Self-Hosting Coturn STUN vs Public STUN Servers

Almost every WebRTC tutorial hardcodes stun:stun.l.google.com:19302, and for a prototype that is fine. The question this page settles is when that default stops being acceptable and a self-hosted coturn STUN listener earns its operational cost — judged on reliability, privacy, rate limits, and latency, not folklore. This guide is part of the STUN Server Deployment Strategies section, which in turn sits under the WebRTC Protocol Stack & Signaling Servers guide.

Context & Trade-offs

A public STUN server resolves your client’s reflexive (srflx) candidate for free, with zero infrastructure to run. The trade-off is everything you do not control.

Reliability. Servers like stun.l.google.com carry no SLA. They are best-effort, can change IPs, and can be unreachable from networks that block or deprioritise their ranges. STUN sits on the critical path of every connection, so an outage you cannot page on becomes call failures you cannot explain. The free public resolvers exist primarily to serve their operators’ own products; you are a guest on infrastructure tuned for someone else’s traffic shape, and nothing contractually obliges it to stay reachable, keep the same address, or answer your volume of requests.

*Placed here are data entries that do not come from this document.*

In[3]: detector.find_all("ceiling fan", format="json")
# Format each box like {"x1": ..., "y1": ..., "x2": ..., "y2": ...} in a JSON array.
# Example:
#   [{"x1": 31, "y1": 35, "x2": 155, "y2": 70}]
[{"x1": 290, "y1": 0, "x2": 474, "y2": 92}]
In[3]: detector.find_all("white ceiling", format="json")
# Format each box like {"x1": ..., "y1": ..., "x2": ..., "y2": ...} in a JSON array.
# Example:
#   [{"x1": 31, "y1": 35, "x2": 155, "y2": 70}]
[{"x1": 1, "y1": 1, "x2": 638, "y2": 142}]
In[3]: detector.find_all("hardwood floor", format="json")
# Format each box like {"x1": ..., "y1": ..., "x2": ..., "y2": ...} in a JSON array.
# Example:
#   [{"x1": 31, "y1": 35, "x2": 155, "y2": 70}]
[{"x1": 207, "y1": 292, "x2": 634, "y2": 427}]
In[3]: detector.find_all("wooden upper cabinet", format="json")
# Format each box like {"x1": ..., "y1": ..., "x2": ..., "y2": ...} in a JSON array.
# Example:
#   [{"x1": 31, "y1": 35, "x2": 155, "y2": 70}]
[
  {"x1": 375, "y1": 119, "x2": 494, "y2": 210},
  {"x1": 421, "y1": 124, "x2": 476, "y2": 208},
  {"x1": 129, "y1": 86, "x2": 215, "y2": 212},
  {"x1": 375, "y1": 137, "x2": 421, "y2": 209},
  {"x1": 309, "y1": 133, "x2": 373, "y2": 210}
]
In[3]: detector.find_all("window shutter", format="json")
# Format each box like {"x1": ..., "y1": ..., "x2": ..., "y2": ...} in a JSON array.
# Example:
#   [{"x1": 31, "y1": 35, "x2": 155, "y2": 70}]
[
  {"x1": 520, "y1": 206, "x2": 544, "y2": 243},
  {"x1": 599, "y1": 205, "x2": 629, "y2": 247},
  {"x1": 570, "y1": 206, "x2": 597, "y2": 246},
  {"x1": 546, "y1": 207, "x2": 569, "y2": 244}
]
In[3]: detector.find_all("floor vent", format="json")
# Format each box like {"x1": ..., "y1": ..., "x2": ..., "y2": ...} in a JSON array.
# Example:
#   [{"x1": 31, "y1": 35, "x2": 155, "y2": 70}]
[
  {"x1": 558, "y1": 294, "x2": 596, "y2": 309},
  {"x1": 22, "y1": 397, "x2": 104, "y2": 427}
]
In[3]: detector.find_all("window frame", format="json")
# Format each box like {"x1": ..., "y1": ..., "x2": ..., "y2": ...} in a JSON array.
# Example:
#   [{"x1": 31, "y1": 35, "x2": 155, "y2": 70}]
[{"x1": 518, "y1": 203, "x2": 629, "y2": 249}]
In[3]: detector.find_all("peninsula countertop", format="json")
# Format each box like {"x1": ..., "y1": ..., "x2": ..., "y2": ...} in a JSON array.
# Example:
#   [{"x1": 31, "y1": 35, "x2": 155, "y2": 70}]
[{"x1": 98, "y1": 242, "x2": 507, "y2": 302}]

Privacy. Every Binding Request hands a third party your users’ source IP and a timing signal for when a call starts. For consumer apps that may be acceptable; for healthcare, finance, or enterprise deployments with data-residency obligations, sending reflexive lookups to a third-party operator is often disqualifying on its own.

Rate limits. Public resolvers apply undocumented per-source throttling. Behind a corporate NAT or carrier-grade NAT, hundreds of clients share one public IP, and the resolver cannot tell them apart — collectively they can trip a rate limit, and the resulting dropped Binding Responses surface as random, unreproducible gathering failures for a subset of users. This is the most insidious failure mode of public STUN: it does not fail cleanly, it fails for a fraction of one organisation’s users, intermittently, in a way your own logs cannot see because the throttling happens on infrastructure you do not operate. By the time support escalates “video doesn’t connect from our Frankfurt office,” you have no instrumentation to confirm STUN is the cause.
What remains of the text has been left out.